<!--
.. title: Hassett, chapter 5: Commonly-used discrete distributions.
.. date: 2025-06-26 16:45 UTC-05:00
.. description: notes on Hassett and Stewart, chapter 5
.. type: text
.. has_math: true
-->

{{% hassett_navigation %}}

[TOC]

# 5.1 The binomial distribution (113)

A binomial random variable $X$ is the number of successes in an
experiment where
1. there are $n$ in dependent trials,
2. each of which has the same probability $P(\text{success})=p$ and
   $P(\text{failure})=q=1-p$, and
3. each trial is independent of the others.
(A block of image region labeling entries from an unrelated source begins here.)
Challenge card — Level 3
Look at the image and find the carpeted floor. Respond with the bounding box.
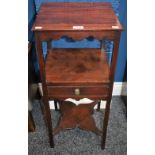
[28,97,127,155]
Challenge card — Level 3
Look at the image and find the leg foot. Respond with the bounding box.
[97,101,101,111]
[43,97,54,148]
[54,100,58,111]
[101,99,111,149]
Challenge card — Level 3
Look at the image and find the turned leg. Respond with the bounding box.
[101,99,111,149]
[43,96,54,148]
[97,101,101,111]
[54,100,58,111]
[28,111,35,132]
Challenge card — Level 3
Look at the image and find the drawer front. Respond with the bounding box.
[48,85,109,98]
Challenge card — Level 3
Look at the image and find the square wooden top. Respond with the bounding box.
[32,2,122,31]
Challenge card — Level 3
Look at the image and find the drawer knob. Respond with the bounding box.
[74,88,80,95]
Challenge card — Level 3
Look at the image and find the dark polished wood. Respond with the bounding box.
[45,49,110,85]
[28,111,36,132]
[33,2,122,31]
[32,2,123,149]
[54,101,101,135]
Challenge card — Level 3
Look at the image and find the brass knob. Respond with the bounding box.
[74,88,80,95]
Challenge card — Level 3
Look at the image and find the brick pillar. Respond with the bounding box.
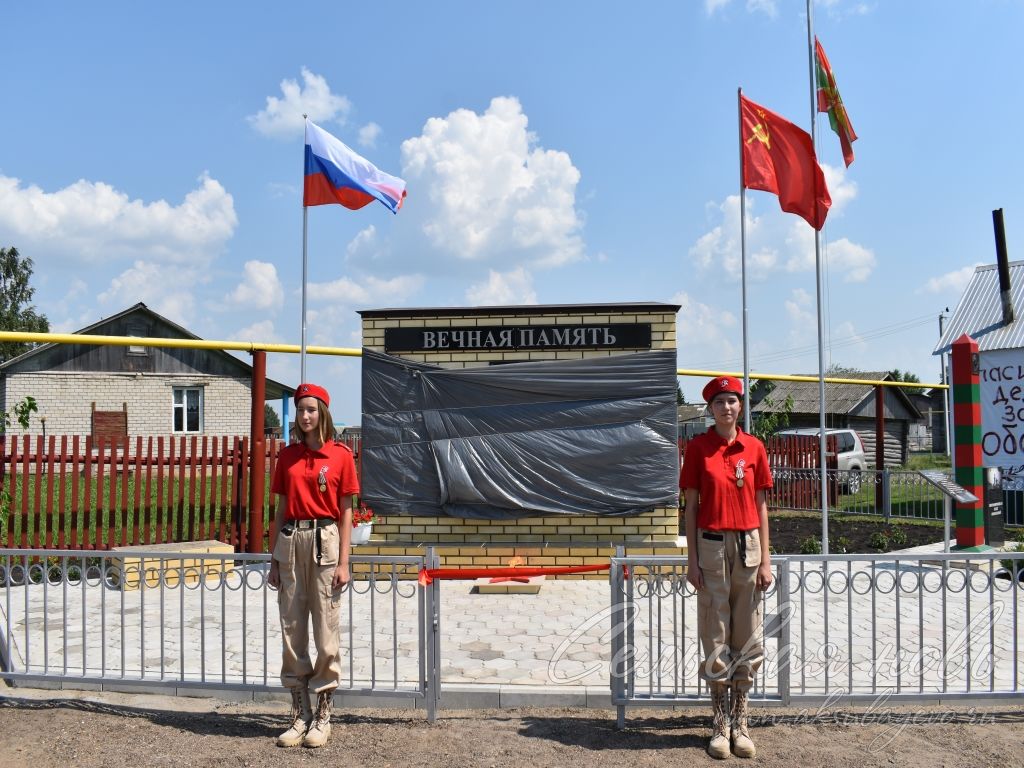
[952,334,985,549]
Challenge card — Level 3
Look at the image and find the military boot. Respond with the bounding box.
[732,687,757,758]
[278,687,313,746]
[708,683,729,760]
[302,690,334,748]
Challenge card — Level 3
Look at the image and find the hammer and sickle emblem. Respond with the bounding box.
[746,110,771,150]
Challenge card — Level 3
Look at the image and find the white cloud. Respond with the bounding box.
[705,0,778,18]
[672,292,741,368]
[689,195,778,280]
[232,319,282,344]
[705,0,874,18]
[401,97,584,266]
[359,123,381,150]
[821,163,857,221]
[227,260,285,309]
[308,274,423,307]
[746,0,778,18]
[918,268,981,295]
[345,224,377,258]
[60,278,89,304]
[0,173,239,263]
[466,266,537,306]
[247,67,352,138]
[785,222,877,283]
[784,288,817,327]
[98,261,206,328]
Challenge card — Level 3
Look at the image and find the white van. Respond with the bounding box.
[775,427,867,494]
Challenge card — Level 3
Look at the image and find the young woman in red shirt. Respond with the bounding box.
[679,376,772,759]
[269,384,359,746]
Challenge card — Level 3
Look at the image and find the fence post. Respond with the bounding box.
[882,468,893,522]
[246,349,266,553]
[775,558,790,707]
[419,547,441,723]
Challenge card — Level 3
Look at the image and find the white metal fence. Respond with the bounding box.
[0,550,436,718]
[610,553,1024,722]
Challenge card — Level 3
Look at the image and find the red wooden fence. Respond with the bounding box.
[679,435,839,509]
[0,435,282,550]
[0,435,361,551]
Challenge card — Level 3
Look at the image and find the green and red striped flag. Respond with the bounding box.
[814,37,857,168]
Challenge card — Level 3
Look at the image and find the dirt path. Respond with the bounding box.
[0,689,1024,768]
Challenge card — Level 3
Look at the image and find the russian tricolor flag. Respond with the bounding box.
[302,121,406,213]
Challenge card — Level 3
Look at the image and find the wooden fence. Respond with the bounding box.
[679,435,839,509]
[0,435,283,551]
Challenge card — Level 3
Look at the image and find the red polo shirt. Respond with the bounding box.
[679,427,772,530]
[270,442,359,520]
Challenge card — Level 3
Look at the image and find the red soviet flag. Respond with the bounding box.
[739,95,831,229]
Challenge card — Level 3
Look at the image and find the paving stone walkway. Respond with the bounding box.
[0,548,1024,698]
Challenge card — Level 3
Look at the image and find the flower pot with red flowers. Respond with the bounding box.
[352,503,374,546]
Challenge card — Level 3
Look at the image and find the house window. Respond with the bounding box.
[174,387,203,432]
[125,323,150,355]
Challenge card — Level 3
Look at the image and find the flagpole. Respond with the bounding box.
[299,115,309,382]
[736,88,751,434]
[807,0,828,555]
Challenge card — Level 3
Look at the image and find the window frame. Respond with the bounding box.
[171,384,206,434]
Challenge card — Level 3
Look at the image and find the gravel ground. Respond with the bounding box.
[0,688,1024,768]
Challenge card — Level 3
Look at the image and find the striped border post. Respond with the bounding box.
[952,334,985,550]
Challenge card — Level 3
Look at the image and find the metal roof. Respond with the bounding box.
[751,371,921,419]
[932,261,1024,354]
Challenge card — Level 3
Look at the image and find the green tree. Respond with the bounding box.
[751,395,793,440]
[0,397,39,534]
[889,368,925,394]
[0,247,50,361]
[263,403,281,429]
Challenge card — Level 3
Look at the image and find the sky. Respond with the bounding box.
[0,0,1024,424]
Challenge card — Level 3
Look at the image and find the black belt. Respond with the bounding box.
[284,517,338,531]
[700,530,746,563]
[281,517,338,565]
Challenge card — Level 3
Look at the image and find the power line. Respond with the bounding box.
[694,313,935,368]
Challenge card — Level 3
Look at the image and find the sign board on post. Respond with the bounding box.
[978,349,1024,490]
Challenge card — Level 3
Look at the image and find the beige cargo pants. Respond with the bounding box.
[697,528,764,690]
[273,525,341,693]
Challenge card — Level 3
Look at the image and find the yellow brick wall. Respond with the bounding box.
[356,307,682,579]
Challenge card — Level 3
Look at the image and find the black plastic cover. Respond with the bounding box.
[361,349,679,519]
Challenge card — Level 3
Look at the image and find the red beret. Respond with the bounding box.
[700,376,743,402]
[295,384,331,407]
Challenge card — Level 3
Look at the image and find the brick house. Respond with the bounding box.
[0,302,294,437]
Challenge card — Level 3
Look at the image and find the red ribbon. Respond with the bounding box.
[420,563,611,587]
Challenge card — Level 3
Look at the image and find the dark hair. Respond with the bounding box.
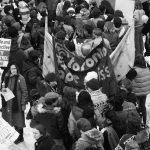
[77,90,93,109]
[33,124,46,136]
[97,20,105,31]
[99,5,106,15]
[75,5,81,14]
[135,0,143,10]
[8,27,18,38]
[85,146,98,150]
[4,5,13,15]
[106,14,114,22]
[83,24,94,35]
[91,8,101,18]
[114,17,122,28]
[134,54,146,68]
[63,1,71,11]
[7,61,20,76]
[101,0,114,14]
[114,10,124,18]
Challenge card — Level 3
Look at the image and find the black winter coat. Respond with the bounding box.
[35,136,54,150]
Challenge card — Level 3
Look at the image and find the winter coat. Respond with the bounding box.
[132,67,150,96]
[2,15,16,25]
[9,38,27,74]
[31,108,66,139]
[90,89,107,122]
[68,106,83,140]
[115,134,135,150]
[35,136,54,150]
[75,129,104,150]
[23,59,42,92]
[2,75,28,128]
[103,32,119,51]
[101,125,119,150]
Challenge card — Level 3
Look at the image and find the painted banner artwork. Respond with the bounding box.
[55,39,116,95]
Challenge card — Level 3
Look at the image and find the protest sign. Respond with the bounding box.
[0,38,11,67]
[0,118,19,146]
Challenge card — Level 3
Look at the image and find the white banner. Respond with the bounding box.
[110,21,135,81]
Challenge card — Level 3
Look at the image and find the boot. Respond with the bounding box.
[14,128,24,145]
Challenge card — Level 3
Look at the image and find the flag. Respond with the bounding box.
[43,17,56,76]
[110,21,135,81]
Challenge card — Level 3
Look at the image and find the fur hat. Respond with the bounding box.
[44,92,59,105]
[4,5,12,14]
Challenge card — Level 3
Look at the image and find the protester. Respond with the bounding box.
[2,63,28,144]
[0,0,150,150]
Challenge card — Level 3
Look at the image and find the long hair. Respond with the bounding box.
[101,0,114,14]
[135,0,143,10]
[134,54,146,68]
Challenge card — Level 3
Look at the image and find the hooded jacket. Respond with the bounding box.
[132,67,150,96]
[68,106,83,139]
[9,38,27,74]
[75,128,104,150]
[90,89,107,121]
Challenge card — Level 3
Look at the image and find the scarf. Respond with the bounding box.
[5,75,19,112]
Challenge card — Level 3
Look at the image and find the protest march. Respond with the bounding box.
[0,0,150,150]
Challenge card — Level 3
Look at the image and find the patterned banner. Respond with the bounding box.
[55,39,116,96]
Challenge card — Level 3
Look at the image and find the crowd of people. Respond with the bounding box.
[0,0,150,150]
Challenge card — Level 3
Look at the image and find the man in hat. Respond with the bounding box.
[84,71,107,126]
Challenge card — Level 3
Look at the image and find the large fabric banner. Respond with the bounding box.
[43,31,56,76]
[0,38,11,67]
[110,21,135,81]
[55,41,116,96]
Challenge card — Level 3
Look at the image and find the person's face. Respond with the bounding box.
[9,10,13,14]
[2,23,8,30]
[32,129,42,140]
[10,65,17,75]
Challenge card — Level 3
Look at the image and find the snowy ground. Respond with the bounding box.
[0,103,35,150]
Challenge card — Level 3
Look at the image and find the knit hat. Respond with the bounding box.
[30,9,37,18]
[86,79,100,91]
[56,31,66,40]
[127,111,141,134]
[104,21,114,32]
[67,7,75,13]
[142,15,149,23]
[78,90,93,108]
[84,71,98,83]
[4,5,12,14]
[114,17,122,28]
[12,22,21,31]
[44,92,59,105]
[80,8,90,19]
[29,50,40,61]
[77,118,91,132]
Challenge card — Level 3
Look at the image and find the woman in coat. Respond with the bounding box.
[33,124,55,150]
[126,54,150,125]
[2,64,28,144]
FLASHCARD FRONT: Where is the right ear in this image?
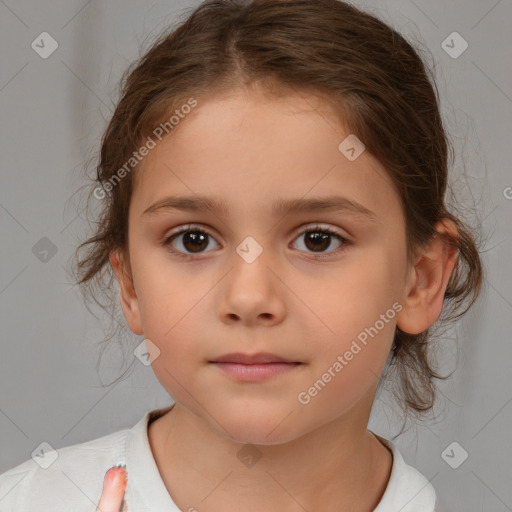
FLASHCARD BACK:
[109,249,143,335]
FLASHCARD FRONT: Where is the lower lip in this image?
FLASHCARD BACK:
[213,363,301,382]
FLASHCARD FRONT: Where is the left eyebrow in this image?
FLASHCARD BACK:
[142,196,377,222]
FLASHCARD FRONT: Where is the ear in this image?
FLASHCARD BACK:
[109,249,143,335]
[397,219,459,334]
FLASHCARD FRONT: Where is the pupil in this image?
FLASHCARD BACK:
[183,231,208,252]
[306,231,331,250]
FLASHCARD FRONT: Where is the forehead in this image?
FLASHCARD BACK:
[132,90,399,221]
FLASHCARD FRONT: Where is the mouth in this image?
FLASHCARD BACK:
[208,353,303,382]
[208,352,302,365]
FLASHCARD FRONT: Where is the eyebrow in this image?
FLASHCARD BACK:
[142,196,377,221]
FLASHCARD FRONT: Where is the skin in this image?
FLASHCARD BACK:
[103,89,457,512]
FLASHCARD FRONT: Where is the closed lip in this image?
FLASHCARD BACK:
[209,352,300,364]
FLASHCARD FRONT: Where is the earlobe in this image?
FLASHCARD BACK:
[109,249,143,335]
[397,219,458,334]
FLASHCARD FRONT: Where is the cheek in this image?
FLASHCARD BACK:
[305,249,401,370]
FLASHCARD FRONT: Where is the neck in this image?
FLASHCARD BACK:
[148,403,392,512]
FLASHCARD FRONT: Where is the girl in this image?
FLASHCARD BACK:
[0,0,482,512]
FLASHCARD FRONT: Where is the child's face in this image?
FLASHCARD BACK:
[117,88,408,444]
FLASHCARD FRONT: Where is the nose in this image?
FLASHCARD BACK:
[218,255,286,326]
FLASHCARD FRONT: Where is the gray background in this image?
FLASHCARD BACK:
[0,0,512,512]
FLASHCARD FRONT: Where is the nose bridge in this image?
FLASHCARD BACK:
[219,235,285,322]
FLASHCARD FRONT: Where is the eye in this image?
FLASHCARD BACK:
[290,225,349,258]
[162,226,218,257]
[162,225,350,258]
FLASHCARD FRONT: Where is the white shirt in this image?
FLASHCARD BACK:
[0,405,436,512]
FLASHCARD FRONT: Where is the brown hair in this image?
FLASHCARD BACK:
[72,0,483,424]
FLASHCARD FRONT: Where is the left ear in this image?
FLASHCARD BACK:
[397,219,459,334]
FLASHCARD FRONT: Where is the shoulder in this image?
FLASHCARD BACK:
[0,429,130,512]
[374,436,436,512]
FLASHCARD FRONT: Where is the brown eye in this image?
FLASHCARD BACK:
[297,226,348,257]
[163,227,218,256]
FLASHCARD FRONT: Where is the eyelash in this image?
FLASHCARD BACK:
[162,224,350,259]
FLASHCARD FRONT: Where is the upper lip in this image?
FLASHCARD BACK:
[210,352,298,364]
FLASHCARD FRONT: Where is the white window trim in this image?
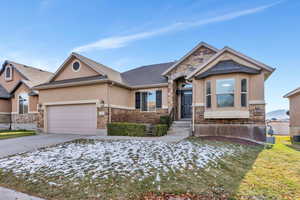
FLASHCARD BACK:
[239,77,249,108]
[205,80,212,109]
[139,90,157,112]
[4,65,12,81]
[71,60,81,72]
[215,77,236,108]
[17,92,30,115]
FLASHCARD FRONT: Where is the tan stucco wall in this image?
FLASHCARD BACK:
[193,73,264,110]
[289,93,300,127]
[54,58,100,81]
[39,84,107,104]
[109,85,134,107]
[131,87,168,108]
[11,84,38,113]
[0,68,24,92]
[0,99,11,113]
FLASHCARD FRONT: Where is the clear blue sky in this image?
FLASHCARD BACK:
[0,0,300,111]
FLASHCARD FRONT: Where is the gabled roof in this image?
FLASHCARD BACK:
[195,60,260,79]
[283,87,300,98]
[0,60,53,88]
[162,42,219,76]
[0,85,11,99]
[48,52,122,83]
[121,62,175,86]
[187,47,275,79]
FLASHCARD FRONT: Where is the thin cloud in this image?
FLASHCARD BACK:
[72,1,282,52]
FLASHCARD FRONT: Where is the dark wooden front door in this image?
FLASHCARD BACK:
[181,90,192,118]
Coin flip, guess on an exam, etc.

The probability of $s$ successes should be
$$
P(X=s) = {n\choose s}p^s q^{n-s}
$$

This gives expected mean and variance
$$
\begin{aligned}
E(X) &= np \\\\
V(X) &= npq = np(1-p) \\\\
\end{aligned}
$$

I'd like to briefly prove these, and to see what functions are
available on my calculator and in `scipy.stats`.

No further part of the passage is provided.